Soon we will clear out the remaining greens, turn the soil and add compost and leaves to condition the soil for the next planting. I am excited to plan for next spring and have learned much from this year’s effort. I know we will have more tomatoes next year however I plan on using a ladder system instead of the veggie cages from this year. The cages did work well, but I think I'll use them for a different kind of veining plant, pole beans perhaps. We were unprepared for how large the four plants would grow (learning about pinching suckers to control size a bit too late) and they quickly outgrew what the cages were meant to handle. We will also be building a second bed, 4-6 feet by 2 feet just for the tomatoes. It was easy to prune and tie the tomatoes from the back, but to reach up high in the front actually required stepping into the bed. Fortunately our radishes had already been finished off so there was no trampling.

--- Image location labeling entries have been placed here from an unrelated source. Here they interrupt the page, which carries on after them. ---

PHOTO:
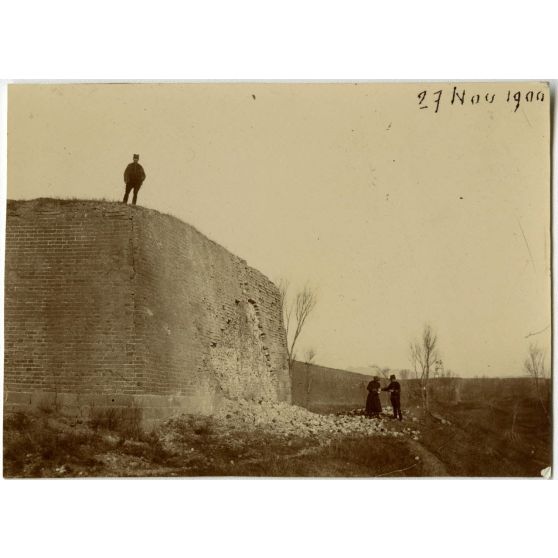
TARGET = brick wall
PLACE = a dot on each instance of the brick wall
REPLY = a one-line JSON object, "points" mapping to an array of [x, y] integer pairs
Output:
{"points": [[103, 299]]}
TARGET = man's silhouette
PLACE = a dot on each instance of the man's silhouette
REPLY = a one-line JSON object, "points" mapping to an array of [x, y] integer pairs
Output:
{"points": [[134, 176]]}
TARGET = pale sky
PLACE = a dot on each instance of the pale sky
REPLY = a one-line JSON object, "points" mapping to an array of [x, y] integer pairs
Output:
{"points": [[396, 215]]}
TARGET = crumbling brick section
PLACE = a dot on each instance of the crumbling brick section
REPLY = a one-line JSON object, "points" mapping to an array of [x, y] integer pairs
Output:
{"points": [[107, 303]]}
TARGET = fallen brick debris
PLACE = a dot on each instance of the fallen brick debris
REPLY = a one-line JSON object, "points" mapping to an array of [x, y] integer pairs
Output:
{"points": [[289, 420]]}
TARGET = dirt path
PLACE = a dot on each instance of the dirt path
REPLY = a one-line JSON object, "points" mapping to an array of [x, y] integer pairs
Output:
{"points": [[433, 467]]}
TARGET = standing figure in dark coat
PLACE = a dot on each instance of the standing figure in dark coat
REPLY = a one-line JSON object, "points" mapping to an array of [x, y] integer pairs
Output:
{"points": [[394, 389], [134, 176], [373, 404]]}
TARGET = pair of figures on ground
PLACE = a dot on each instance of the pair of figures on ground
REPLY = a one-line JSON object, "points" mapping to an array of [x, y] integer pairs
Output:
{"points": [[373, 403]]}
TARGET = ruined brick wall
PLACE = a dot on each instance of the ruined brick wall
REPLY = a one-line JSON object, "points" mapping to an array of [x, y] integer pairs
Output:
{"points": [[106, 302]]}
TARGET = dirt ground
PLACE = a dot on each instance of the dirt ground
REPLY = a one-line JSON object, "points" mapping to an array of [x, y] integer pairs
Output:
{"points": [[270, 440]]}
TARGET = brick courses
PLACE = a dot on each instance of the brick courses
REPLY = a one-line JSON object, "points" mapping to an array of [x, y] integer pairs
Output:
{"points": [[106, 299]]}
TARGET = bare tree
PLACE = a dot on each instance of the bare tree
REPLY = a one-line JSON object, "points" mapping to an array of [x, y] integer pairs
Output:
{"points": [[535, 367], [424, 354], [404, 374], [382, 371], [295, 314], [309, 355]]}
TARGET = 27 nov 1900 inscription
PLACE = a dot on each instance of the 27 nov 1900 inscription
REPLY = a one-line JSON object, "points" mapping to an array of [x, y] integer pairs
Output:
{"points": [[462, 96]]}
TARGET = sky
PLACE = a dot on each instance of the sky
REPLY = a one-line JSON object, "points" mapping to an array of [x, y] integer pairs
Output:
{"points": [[398, 210]]}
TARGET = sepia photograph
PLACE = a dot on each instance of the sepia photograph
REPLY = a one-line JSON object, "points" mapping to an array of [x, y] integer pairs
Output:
{"points": [[281, 279]]}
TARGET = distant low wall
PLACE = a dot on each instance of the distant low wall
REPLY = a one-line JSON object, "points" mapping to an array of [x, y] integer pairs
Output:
{"points": [[323, 389]]}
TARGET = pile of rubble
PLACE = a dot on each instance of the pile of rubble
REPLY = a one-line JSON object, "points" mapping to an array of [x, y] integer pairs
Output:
{"points": [[287, 420]]}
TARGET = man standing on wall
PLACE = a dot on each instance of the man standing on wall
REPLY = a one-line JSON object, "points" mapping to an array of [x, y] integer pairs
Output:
{"points": [[134, 176], [394, 389]]}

In all I would say this year has been a great success for a novice gardener. Learning to provide for our family in this way brings comfort in uncertain times and has instilled a greater respect for natures workings. Looking at the garden every day and seeing the growth that comes from such tiny seeds, along with the loss of whole crops (ahem, carrots) has served as a reminder of Jesus' parable of the Sower and the Seed. Quiet prayer and reflection on God's creation and plan for mankind was a wonderfully unexpected fruit of this garden.